A review of state legislation affecting the courts
April 7, 2023 -- Since 2006, Gavel to Gavel has tracked state-by-state legislative activity with potential impact on state courts.
Notable legislation includes:
- Montana House and Senate approve separate plans to require judges to recuse for campaign contributions; House version provides contributions over $10,000 in supreme court races and $5,000 in other judicial races by a lawyer or law firm would force recusal.
- Montana House approves constitutional amendment that ends supreme court elections. HB 915 allows the governor to appoint supreme court justices subject to senate confirmation.
- Arizona Senate approves (16-14) plan to replace the current county-based retention election process for judges on the Arizona Court of Appeals with a statewide retention election process.
- Texas constitutional amendment to ban per curium decisions advances; implementing legislation provides that "The authorship of an opinion published by a court is public information.
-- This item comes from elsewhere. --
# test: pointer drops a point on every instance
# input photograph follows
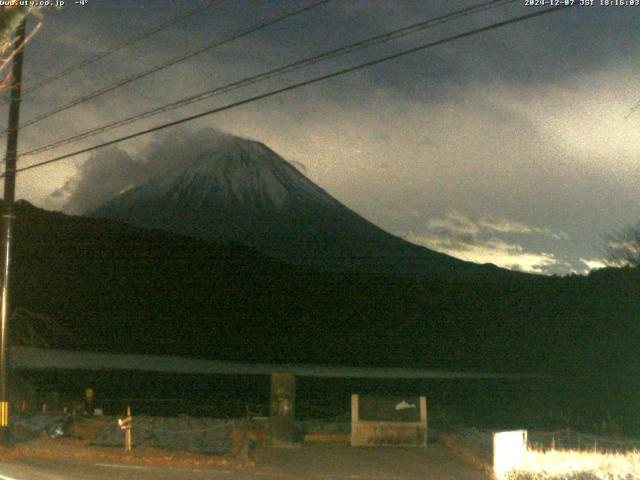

A court shall list the authors of any opinion published by the court."
- Mississippi House and Senate agree to plan to create a court system specifically for the capitol area; judges of the Capitol Complex Improvement District court would be appointed by Chief Justice and not elected.
- Judicial salaries: Texas House Judiciary & Civil Jurisprudence committee approves plan to increase district court judges salaries automatically based on Consumer Price Index. Kansas House Ways & Means committee approves plan to directly tie state judicial salaries to that of federal judges; Kansas District Court judges would make 75% of the salary of a U.S. District Court judge.